It turns out that Wall Street wasn’t the only opponent of more stringent limits on bonuses for bailed-out executives — Treasury Secretary Tim Geithner and White House economic adviser Larry Summers were leading the charge to keep CEO pay caps out of the stimulus.

Oops. Though Geithner and Summers wanted President Obama’s loophole-riddled executive compensation limits to be the only game in town, they ultimately lost that battle with Congress. Now what can they do to make sure eminently qualified leaders at companies like AIG and Merrill Lynch don’t have to forgo their lucrative pay packages?

President Obama could always issue a signing statement during tomorrow’s scheduled approval of the stimulus bill that exempts the Treasury Department from having to follow the new compensation limits.

That would amount to a massive thumb in the eye for Obama’s base, though he never made a campaign promise to stop using signing statements. And it would certainly piss off House Financial Services Committee Chairman Barney Frank (D-MA), who told CBS yesterday that

[White House spokesman Robert] Gibbs may not like [the new CEO pay limit], but it is going to be enforced …This is not, frankly, the Bush administration, where they’re going to issue a signing statement and refuse to enforce it. They will enforce it.

In fact, the Obama administration doesn’t need to use a signing statement to delay the congressionally mandated compensation limits. The language inserted into the stimulus bill gives Geithner a full year to release regulations on the implementation of the new law.
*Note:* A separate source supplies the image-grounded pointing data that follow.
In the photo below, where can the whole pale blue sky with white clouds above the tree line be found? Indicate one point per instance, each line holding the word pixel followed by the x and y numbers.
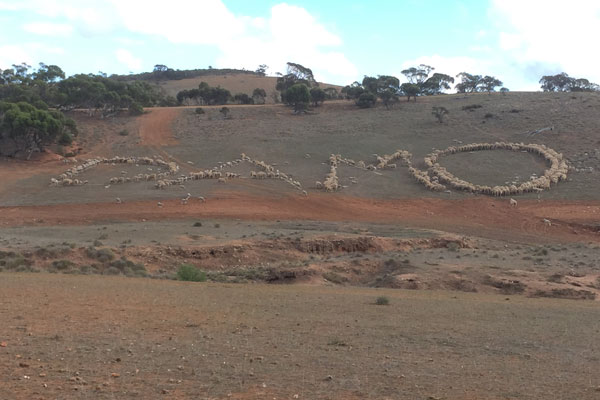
pixel 517 41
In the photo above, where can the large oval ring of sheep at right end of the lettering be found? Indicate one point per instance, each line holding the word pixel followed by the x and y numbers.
pixel 556 172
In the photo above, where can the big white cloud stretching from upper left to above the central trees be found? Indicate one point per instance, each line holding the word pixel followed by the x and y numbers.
pixel 242 41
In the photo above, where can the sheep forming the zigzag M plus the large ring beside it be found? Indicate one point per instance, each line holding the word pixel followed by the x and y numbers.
pixel 437 177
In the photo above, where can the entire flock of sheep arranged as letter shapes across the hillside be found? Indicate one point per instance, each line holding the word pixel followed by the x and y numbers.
pixel 434 178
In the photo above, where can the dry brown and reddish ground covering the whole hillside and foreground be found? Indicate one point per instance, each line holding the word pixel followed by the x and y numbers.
pixel 486 300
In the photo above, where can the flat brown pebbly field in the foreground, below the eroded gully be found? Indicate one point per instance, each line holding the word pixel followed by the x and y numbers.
pixel 138 338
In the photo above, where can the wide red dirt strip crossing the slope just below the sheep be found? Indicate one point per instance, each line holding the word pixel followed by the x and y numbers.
pixel 572 221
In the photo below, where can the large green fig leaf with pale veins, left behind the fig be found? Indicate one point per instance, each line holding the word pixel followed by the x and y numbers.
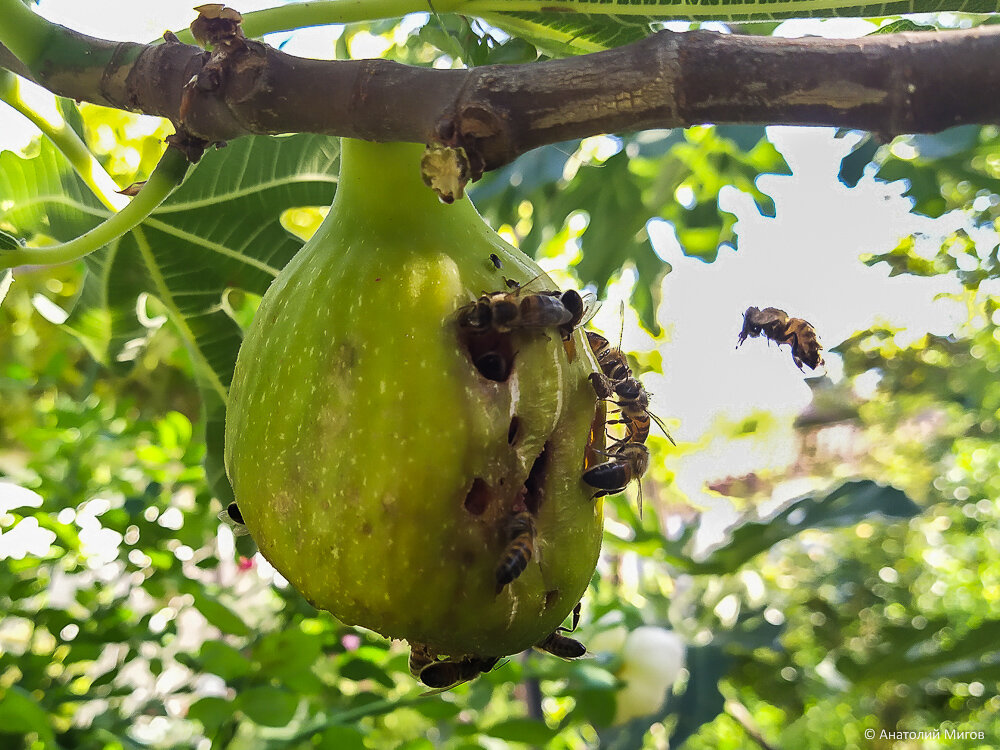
pixel 221 229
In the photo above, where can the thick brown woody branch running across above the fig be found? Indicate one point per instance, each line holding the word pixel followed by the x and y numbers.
pixel 891 84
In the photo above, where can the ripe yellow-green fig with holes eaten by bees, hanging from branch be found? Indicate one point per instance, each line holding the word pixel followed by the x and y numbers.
pixel 357 424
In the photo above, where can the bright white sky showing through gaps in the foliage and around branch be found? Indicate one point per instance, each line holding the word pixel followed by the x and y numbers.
pixel 804 261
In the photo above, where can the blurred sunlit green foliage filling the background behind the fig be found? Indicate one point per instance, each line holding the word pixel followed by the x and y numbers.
pixel 132 618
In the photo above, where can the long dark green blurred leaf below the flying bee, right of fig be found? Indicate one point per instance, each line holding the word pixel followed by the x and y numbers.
pixel 849 504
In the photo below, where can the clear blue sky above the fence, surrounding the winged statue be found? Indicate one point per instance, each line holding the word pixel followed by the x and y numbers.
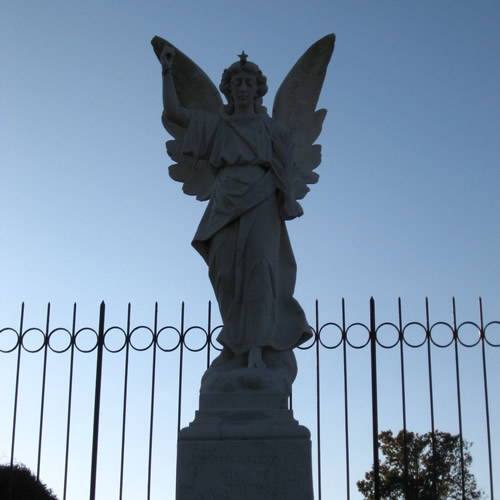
pixel 407 202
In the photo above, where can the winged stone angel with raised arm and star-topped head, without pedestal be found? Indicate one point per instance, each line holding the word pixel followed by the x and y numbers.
pixel 252 169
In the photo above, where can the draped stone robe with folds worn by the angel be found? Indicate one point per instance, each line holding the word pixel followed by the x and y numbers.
pixel 242 235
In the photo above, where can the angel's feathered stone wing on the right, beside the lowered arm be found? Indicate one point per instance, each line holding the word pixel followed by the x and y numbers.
pixel 295 106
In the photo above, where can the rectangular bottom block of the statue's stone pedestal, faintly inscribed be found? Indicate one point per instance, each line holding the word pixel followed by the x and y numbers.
pixel 241 469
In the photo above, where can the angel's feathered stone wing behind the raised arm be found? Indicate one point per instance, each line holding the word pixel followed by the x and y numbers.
pixel 195 91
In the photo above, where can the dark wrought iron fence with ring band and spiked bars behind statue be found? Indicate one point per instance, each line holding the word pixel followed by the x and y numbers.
pixel 162 340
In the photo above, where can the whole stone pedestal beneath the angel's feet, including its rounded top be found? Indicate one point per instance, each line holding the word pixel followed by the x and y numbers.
pixel 244 443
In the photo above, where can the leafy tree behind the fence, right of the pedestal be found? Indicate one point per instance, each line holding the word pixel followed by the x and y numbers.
pixel 425 471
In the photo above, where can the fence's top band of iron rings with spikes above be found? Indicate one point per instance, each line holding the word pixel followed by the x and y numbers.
pixel 167 338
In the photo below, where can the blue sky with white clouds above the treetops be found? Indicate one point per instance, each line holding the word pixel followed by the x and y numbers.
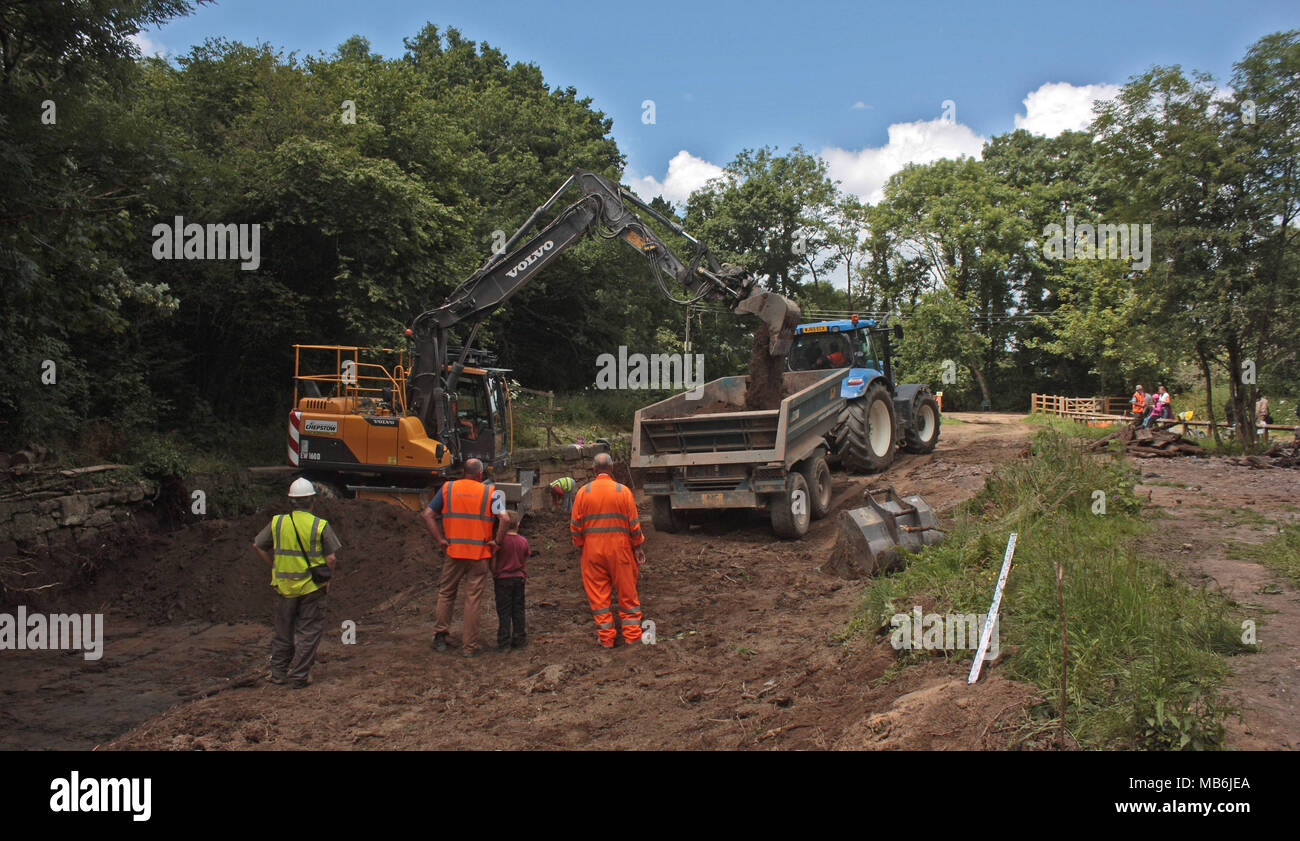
pixel 861 84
That’s a long time for an opponent of the new pay caps to figure out the best way to circumvent them.

Late Update: Another option on the table for the administration is seeking legislation later this year that would relax part of the new compensation limits, as corporate governance expert Nell Minow suggested today in an interview with Bloomberg.

The AP also hinted at that possibility in its initial report on the Obama team’s opposition to extra pay caps:

Officials also said that it would be up to Geithner to implement the bill and cautioned that the administration might be able to work out a deal with leaders on the Hill to modify some of the rules later.